Thomas Mulcair sent a letter to the Parliamentary Budget Officer to formally request (in a somewhat snippy tone) that he go back to court to try to get the information on budget cuts from the government.

Amy Minsky’s look at independent officers of Parliament continues with Conflict of Interest and Ethics Commissioner Mary Dawson, who continues to offer suggestions to improve her governing legislation, and reminds us that “ethics” isn’t actually part of her job because it’s not in the Act that governs her. In the look at Privacy Commissioner Jennifer Stoddard, she says that her governing legislation is becoming increasingly irrelevant, and that her many calls to reform those Acts are consistently being ignored by Parliament. (One wonders if the calls to update ethics and privacy laws aren’t really the victim of an ethics committee that is too wrapped up in MPs trying to investigate one another for partisan gain rather than doing something meaningful).

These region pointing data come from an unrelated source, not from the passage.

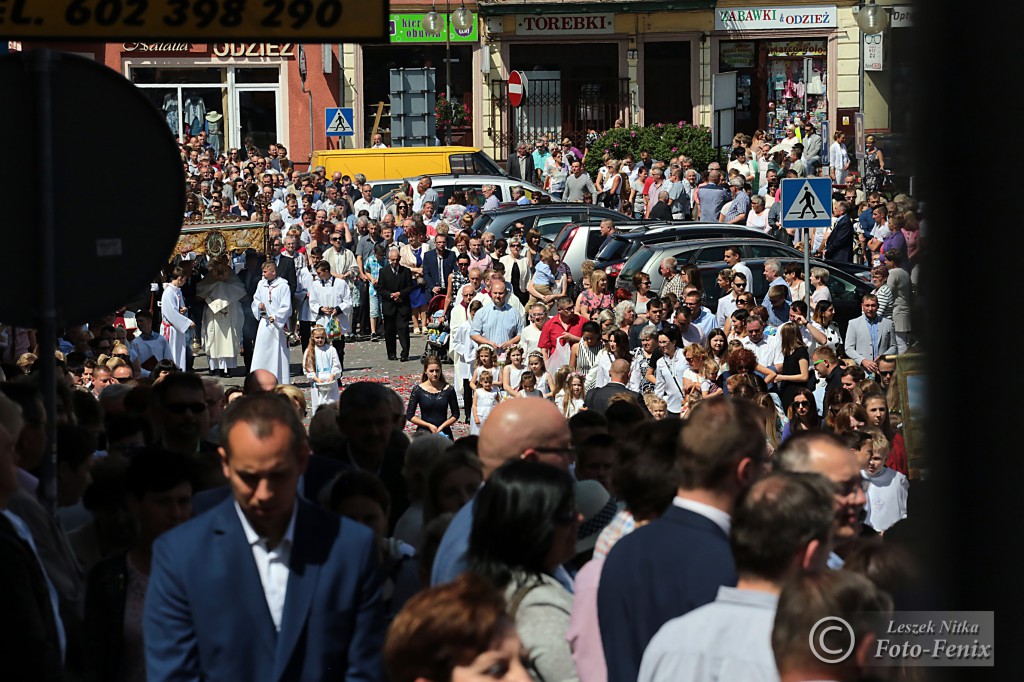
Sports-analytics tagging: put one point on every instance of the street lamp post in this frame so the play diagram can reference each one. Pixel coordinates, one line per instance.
(462, 18)
(871, 19)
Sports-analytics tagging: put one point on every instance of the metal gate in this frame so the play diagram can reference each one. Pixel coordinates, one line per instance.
(558, 109)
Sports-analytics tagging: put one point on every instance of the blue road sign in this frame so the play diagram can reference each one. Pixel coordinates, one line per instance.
(807, 202)
(340, 122)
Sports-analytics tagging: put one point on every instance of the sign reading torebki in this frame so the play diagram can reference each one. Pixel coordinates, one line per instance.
(564, 26)
(773, 18)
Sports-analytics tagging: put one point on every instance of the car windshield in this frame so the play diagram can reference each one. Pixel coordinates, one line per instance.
(635, 264)
(481, 223)
(616, 249)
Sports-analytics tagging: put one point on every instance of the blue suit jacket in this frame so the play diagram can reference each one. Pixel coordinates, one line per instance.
(663, 570)
(207, 617)
(430, 274)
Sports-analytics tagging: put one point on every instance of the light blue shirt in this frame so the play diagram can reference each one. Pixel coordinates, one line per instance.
(498, 324)
(728, 639)
(25, 534)
(706, 323)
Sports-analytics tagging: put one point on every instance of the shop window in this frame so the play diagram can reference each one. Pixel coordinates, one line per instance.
(269, 76)
(151, 76)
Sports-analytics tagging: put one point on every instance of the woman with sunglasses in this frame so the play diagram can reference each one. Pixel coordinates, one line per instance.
(823, 322)
(456, 208)
(524, 528)
(642, 294)
(803, 414)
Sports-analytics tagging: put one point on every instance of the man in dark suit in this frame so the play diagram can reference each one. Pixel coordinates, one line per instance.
(677, 562)
(839, 246)
(597, 399)
(660, 210)
(437, 264)
(301, 585)
(393, 285)
(520, 164)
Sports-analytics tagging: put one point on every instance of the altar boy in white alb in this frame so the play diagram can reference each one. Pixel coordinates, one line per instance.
(271, 306)
(175, 323)
(331, 298)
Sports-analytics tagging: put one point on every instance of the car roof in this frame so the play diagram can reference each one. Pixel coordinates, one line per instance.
(666, 230)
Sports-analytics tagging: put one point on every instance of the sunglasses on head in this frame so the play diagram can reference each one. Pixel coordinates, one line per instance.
(181, 408)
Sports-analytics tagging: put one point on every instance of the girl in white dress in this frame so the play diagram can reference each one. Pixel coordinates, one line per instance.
(569, 399)
(513, 372)
(485, 364)
(322, 365)
(485, 396)
(537, 368)
(527, 386)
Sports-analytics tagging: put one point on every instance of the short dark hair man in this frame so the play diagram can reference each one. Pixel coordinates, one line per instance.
(780, 529)
(678, 561)
(314, 609)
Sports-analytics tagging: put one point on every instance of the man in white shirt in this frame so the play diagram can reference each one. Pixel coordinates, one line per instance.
(531, 333)
(767, 348)
(374, 207)
(780, 529)
(148, 347)
(491, 200)
(732, 255)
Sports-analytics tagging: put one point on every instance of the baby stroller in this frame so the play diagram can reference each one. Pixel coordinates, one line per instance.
(437, 329)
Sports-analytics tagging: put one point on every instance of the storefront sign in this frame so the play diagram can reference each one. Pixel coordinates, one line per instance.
(901, 16)
(774, 18)
(410, 29)
(156, 47)
(798, 48)
(564, 26)
(736, 55)
(873, 54)
(253, 49)
(300, 20)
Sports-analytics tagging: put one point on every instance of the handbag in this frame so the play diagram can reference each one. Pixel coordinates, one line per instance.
(333, 329)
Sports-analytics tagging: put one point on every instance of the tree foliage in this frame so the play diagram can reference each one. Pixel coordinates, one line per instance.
(664, 140)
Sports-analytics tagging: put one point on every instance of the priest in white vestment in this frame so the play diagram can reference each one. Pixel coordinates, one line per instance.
(222, 318)
(175, 322)
(271, 306)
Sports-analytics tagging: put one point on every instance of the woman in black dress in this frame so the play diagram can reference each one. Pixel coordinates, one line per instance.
(436, 399)
(796, 365)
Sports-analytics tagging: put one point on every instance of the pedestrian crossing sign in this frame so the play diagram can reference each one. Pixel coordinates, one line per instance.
(807, 202)
(340, 122)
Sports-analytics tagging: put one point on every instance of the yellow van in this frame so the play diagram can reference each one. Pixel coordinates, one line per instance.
(408, 162)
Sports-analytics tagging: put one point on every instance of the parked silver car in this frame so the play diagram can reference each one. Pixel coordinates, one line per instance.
(444, 185)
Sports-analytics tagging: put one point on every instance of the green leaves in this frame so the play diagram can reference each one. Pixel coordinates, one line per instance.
(663, 140)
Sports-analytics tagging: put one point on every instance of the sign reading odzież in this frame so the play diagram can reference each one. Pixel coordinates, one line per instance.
(200, 20)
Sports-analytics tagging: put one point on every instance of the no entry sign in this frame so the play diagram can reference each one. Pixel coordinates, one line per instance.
(517, 88)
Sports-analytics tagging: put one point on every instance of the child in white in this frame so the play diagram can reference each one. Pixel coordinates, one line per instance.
(536, 365)
(887, 488)
(485, 396)
(323, 367)
(527, 386)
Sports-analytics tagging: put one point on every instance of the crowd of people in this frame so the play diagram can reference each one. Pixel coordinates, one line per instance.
(647, 489)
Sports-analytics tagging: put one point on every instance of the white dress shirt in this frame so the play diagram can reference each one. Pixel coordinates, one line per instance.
(271, 564)
(714, 514)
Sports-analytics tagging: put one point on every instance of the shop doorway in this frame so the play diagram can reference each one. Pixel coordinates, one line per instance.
(667, 82)
(257, 118)
(572, 89)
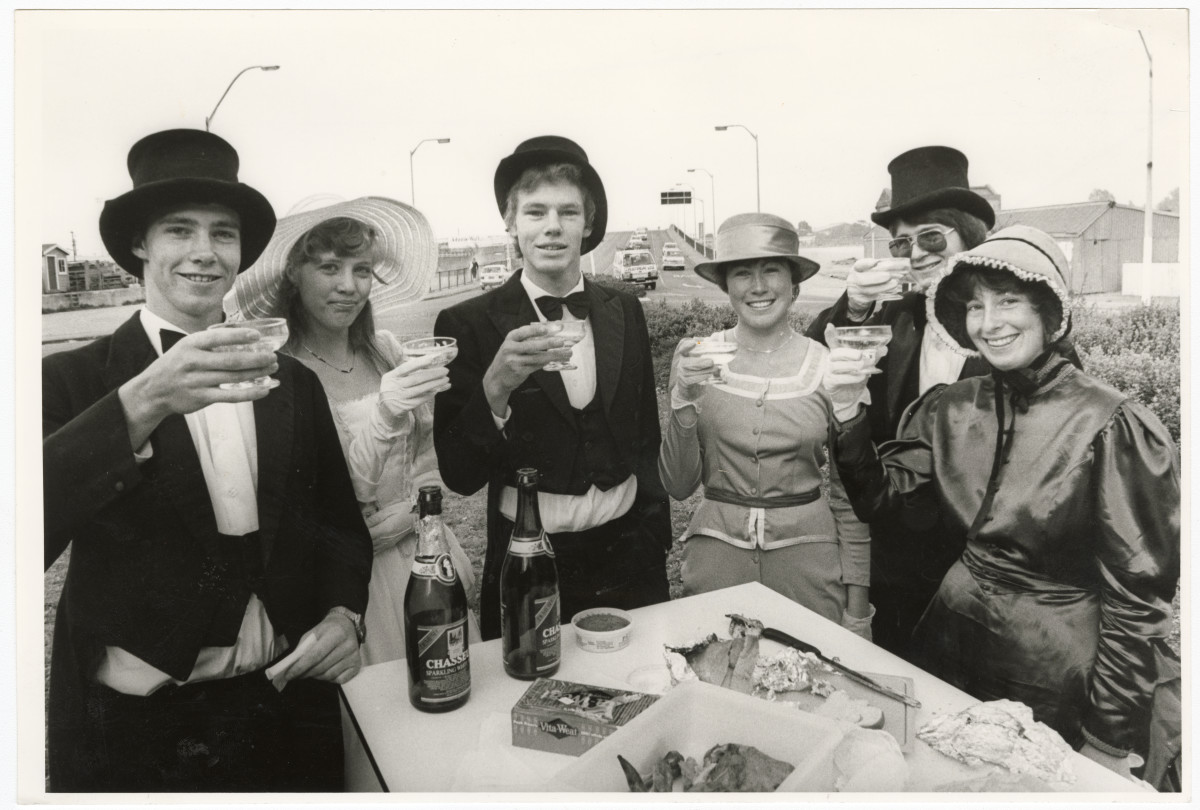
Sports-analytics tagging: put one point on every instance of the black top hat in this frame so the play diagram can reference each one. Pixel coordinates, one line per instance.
(931, 177)
(180, 167)
(544, 150)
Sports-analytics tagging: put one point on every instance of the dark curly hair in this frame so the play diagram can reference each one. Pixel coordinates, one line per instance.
(960, 287)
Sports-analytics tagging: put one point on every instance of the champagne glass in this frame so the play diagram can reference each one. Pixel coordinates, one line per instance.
(444, 348)
(273, 334)
(720, 352)
(867, 340)
(571, 331)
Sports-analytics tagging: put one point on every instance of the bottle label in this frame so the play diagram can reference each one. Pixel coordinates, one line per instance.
(547, 633)
(444, 661)
(529, 546)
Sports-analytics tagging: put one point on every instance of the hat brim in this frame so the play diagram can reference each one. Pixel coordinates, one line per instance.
(406, 244)
(124, 216)
(511, 167)
(963, 199)
(713, 271)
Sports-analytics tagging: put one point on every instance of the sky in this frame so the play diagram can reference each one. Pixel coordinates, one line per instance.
(1047, 105)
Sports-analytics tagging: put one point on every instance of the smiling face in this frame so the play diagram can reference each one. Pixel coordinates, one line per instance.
(333, 289)
(1005, 327)
(930, 265)
(191, 257)
(761, 292)
(550, 226)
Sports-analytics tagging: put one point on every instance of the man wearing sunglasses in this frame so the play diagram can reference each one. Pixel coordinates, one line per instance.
(934, 215)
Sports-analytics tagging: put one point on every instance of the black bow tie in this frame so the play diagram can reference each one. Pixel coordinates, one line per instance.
(169, 337)
(552, 307)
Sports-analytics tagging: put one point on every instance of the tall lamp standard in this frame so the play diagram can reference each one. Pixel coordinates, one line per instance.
(712, 197)
(412, 180)
(252, 67)
(757, 190)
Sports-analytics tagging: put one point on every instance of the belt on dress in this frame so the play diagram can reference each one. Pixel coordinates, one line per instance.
(774, 502)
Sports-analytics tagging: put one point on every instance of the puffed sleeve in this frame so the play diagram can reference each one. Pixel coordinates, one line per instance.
(880, 481)
(1137, 484)
(681, 461)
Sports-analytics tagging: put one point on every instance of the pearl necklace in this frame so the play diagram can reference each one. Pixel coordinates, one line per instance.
(789, 340)
(345, 371)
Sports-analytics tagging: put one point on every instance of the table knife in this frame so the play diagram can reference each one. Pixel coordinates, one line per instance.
(857, 677)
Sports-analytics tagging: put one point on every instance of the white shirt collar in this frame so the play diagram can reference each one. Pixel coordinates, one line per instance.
(534, 292)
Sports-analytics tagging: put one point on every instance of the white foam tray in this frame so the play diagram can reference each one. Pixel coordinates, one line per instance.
(693, 718)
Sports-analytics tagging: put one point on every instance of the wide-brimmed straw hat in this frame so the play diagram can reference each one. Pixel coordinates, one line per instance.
(928, 178)
(1026, 252)
(405, 243)
(745, 237)
(179, 167)
(545, 150)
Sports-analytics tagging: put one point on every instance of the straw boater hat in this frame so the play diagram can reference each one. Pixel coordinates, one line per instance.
(1027, 253)
(931, 177)
(179, 167)
(403, 240)
(545, 150)
(745, 237)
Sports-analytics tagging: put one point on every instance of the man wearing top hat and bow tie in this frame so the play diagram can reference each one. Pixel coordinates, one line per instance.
(211, 531)
(593, 431)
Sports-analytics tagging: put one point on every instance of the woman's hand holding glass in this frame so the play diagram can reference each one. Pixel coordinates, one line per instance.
(412, 384)
(871, 281)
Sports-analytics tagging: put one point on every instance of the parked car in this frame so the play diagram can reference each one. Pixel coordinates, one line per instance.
(493, 275)
(636, 267)
(672, 259)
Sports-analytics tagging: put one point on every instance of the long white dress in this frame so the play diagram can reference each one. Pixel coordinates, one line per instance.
(388, 467)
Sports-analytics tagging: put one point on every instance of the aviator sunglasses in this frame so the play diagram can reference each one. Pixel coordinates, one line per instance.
(931, 240)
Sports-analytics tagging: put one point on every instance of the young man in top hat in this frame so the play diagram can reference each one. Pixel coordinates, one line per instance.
(592, 432)
(211, 531)
(934, 215)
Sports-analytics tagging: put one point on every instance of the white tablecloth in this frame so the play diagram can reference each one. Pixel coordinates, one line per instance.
(469, 749)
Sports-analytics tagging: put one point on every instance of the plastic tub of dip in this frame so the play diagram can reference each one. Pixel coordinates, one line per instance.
(603, 629)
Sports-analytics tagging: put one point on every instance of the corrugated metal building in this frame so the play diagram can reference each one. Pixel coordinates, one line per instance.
(1098, 238)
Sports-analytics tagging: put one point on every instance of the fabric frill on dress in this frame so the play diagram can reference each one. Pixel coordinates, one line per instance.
(387, 468)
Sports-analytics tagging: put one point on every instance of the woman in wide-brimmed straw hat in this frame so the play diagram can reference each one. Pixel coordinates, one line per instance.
(1065, 491)
(756, 439)
(327, 271)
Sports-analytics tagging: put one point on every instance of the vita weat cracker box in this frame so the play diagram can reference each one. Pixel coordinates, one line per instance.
(563, 717)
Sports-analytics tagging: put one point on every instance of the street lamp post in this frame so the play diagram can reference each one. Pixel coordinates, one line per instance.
(712, 197)
(412, 180)
(757, 189)
(252, 67)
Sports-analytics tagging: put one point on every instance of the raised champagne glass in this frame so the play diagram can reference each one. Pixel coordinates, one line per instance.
(273, 334)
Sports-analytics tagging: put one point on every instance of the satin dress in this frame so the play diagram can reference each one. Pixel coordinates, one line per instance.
(1067, 493)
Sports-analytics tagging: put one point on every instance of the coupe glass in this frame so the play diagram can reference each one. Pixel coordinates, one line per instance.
(445, 348)
(720, 352)
(571, 331)
(865, 339)
(273, 333)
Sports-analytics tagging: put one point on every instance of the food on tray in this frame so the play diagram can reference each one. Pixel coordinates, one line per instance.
(841, 706)
(791, 671)
(727, 768)
(1003, 733)
(869, 762)
(725, 663)
(601, 622)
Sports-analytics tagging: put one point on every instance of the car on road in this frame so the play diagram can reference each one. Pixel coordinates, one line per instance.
(493, 275)
(636, 267)
(672, 259)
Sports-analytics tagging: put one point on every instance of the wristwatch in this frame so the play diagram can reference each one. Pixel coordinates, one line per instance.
(360, 629)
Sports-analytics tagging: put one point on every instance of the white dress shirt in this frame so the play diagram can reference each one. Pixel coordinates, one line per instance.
(561, 513)
(223, 435)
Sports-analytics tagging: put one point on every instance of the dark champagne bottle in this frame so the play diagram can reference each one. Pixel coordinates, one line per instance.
(529, 609)
(436, 617)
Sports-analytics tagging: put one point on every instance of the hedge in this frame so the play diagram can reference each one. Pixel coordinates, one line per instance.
(1135, 351)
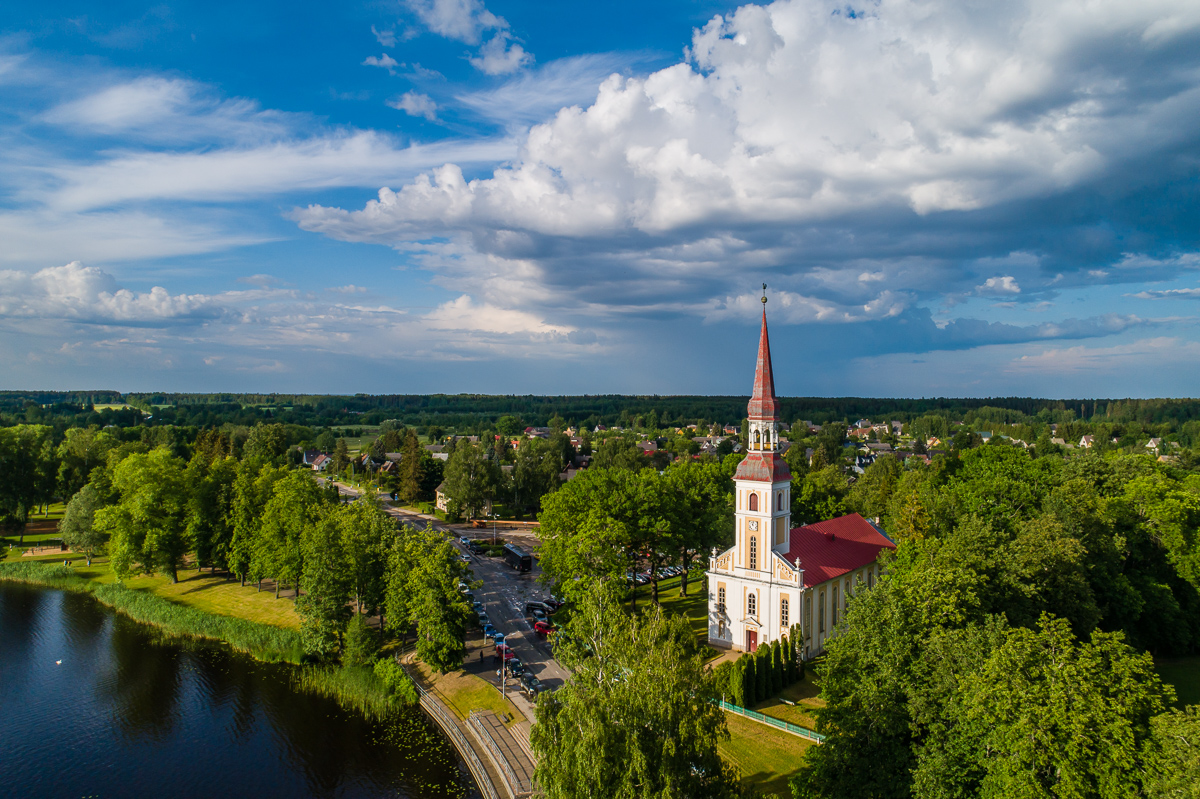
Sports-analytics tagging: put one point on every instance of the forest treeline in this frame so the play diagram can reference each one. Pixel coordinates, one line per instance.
(474, 413)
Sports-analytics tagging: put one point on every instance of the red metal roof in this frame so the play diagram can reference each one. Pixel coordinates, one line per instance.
(762, 401)
(834, 547)
(766, 467)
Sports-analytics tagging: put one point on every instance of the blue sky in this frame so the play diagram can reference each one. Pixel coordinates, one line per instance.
(946, 198)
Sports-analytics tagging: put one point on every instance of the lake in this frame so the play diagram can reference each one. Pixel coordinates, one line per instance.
(129, 713)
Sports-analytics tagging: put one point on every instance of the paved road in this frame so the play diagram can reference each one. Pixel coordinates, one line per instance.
(504, 595)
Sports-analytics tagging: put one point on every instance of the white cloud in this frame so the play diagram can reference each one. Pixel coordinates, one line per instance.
(463, 20)
(1168, 294)
(807, 133)
(384, 61)
(88, 294)
(385, 37)
(1108, 360)
(999, 286)
(414, 103)
(465, 314)
(168, 109)
(501, 55)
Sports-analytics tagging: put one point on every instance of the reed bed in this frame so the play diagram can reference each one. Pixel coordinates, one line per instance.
(259, 641)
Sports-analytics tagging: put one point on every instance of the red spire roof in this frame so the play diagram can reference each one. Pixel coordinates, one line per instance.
(762, 401)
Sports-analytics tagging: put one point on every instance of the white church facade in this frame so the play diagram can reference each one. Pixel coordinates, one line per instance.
(775, 576)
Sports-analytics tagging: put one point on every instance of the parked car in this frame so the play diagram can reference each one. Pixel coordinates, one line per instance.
(532, 685)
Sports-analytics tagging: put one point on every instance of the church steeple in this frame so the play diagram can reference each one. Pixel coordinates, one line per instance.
(762, 402)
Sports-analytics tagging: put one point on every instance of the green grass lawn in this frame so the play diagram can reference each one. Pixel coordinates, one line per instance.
(767, 757)
(465, 692)
(804, 695)
(1185, 674)
(204, 592)
(694, 606)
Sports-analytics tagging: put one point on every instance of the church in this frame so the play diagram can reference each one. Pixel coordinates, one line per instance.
(774, 575)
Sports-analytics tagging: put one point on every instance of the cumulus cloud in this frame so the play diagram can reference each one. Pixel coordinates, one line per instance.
(414, 103)
(385, 37)
(999, 287)
(798, 140)
(465, 314)
(384, 61)
(87, 294)
(501, 55)
(463, 20)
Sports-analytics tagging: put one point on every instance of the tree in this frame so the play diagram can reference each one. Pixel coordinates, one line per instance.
(361, 642)
(703, 512)
(323, 608)
(295, 504)
(251, 492)
(267, 443)
(77, 527)
(1171, 755)
(148, 527)
(423, 589)
(1060, 718)
(367, 533)
(210, 509)
(471, 479)
(637, 718)
(81, 451)
(27, 462)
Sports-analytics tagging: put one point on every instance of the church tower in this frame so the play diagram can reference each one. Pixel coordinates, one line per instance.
(762, 482)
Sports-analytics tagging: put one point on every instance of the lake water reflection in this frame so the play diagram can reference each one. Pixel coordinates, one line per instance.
(130, 714)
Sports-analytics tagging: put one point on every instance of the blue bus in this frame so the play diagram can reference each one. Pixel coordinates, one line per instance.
(517, 558)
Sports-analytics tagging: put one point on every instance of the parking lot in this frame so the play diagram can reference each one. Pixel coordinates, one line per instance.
(504, 594)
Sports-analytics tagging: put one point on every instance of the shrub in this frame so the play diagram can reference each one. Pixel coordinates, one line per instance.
(749, 680)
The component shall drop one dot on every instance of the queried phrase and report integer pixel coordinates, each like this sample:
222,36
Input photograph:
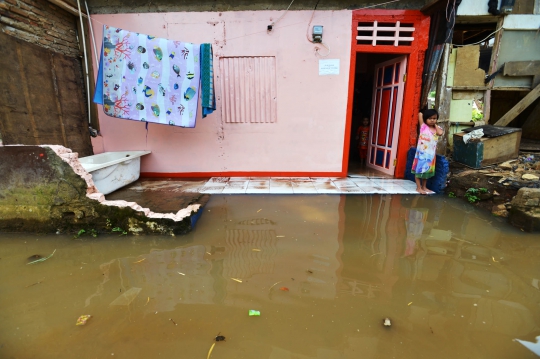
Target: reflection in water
322,270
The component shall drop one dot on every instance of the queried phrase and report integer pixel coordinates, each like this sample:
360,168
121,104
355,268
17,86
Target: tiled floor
354,184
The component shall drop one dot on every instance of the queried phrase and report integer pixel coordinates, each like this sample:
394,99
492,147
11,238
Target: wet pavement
324,271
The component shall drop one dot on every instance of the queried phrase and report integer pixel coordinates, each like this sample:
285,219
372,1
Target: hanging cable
479,42
310,20
326,46
281,17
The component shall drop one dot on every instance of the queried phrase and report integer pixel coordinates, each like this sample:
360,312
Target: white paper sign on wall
329,67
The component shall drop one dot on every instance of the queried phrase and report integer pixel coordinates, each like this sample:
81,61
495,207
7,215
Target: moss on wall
39,192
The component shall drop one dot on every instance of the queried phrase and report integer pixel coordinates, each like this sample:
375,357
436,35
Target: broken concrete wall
45,189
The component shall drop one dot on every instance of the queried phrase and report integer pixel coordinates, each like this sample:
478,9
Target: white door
389,82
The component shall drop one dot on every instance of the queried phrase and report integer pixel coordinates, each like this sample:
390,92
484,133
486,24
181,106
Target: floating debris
273,285
41,259
31,285
127,297
210,351
83,319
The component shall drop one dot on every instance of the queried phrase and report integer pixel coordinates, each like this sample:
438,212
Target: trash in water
273,285
83,319
31,285
40,259
127,297
534,347
210,351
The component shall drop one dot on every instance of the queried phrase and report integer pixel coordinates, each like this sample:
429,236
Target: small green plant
477,115
118,229
471,195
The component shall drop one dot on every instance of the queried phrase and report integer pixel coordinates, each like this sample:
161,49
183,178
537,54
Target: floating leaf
42,259
83,319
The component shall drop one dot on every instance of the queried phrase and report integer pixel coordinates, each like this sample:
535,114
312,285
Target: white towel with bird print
151,79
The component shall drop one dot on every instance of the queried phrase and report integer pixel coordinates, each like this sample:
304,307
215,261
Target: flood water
323,271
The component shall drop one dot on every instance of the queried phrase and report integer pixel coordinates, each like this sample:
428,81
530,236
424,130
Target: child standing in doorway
423,166
362,135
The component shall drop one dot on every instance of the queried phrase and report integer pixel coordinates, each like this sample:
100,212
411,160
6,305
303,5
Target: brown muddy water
323,271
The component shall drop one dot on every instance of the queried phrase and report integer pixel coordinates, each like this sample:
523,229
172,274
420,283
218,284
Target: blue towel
98,93
207,80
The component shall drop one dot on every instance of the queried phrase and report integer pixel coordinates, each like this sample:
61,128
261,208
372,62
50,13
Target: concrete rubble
506,190
46,189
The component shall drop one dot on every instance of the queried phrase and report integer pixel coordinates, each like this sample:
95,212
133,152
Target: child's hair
430,112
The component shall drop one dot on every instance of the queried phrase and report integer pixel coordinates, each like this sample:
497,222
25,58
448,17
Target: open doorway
378,92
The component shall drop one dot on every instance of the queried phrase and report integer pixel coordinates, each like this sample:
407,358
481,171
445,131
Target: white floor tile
281,190
251,190
212,190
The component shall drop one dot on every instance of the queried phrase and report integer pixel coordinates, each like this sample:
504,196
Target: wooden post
442,100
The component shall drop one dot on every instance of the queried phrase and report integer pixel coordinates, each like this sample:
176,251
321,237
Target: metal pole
91,31
85,63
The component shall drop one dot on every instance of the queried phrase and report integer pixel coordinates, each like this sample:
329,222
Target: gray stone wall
41,23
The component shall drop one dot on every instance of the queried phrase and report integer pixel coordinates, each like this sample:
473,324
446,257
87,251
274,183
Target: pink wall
311,109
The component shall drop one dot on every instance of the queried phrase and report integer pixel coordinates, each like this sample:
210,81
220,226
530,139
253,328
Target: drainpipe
85,63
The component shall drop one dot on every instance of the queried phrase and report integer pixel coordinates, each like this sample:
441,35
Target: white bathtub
113,170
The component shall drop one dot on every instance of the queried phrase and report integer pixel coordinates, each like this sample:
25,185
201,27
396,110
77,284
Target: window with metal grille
248,87
384,33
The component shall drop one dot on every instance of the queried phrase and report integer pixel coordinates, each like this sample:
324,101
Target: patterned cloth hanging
145,78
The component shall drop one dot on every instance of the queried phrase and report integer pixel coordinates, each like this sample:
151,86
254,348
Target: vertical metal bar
85,63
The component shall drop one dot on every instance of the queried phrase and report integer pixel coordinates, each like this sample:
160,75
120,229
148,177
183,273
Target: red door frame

Jennifer Ditchburn looks at the new vogue for transparency among parliamentarians, and how the Liberals are leading the pack for now. (I will question her lede however – that kind of chatter she describes is nothing like the chatter before the Cher concert that I attended, but then again, it was a stadium full of “flamboyant gentlemen,” as Cher put it).

A new CSIS report details the kind of “insider threat” that Jeffrey Delisle represents. The good news coming from the Delisle case is the way that our military and intelligence agencies are waking up to their own inadequacies and are starting to look at how to correct them.

Conservative lawyers and spokespersons continue to attempt to spin that they “won” the court case involving those seven ridings – even though the judgement entirely damned them.

Economist Mike Moffatt has serious questions about the NDP’s vague talk of raising the corporate tax rates, as they don’t seem to understand the difference between the statutory rate and the “effective rate” once you take into account the various loopholes that riddle the American taxation system. In absence of those same loopholes, Canada’s statutory rate is actually much closer to the American “effective” rate, which makes any talk of raising our rate to more closely match their statutory rate to be worrying for Canadian businesses.

The CRA claims that Uranium giant Cameco has been avoiding paying taxes in Canada, to the tune of $800 million.

Economist Andrew Leach checks the maths on the charge that Canada is losing $50 million per day in oil exports so long as we don’t have pipeline capacity, but finds it riddled with a number of assumptions that don’t reflect reality.

Here is the updated timeline of the ClusterDuff Affair.

While countries like Iran, Russia and Belarus line up to take shots at Canada’s human rights record, the Conservative government declined to take a further look into the issue of violence against Aboriginal women, per UN recommendations.

US President Barack Obama has finally nominated a new ambassador to Canada – Bruce Heyman, a top Democrat donor and a partner at Goldman Sachs in Chicago. Heyman still needs to be confirmed by the US Senate before he can take up the post.

Colourful (not really) language on the Twitter Machine in the Nova Scotia election! Scandalous! (Not really).

And Bob Rae’s wife, Arlene Perly Rae, talks about how they met.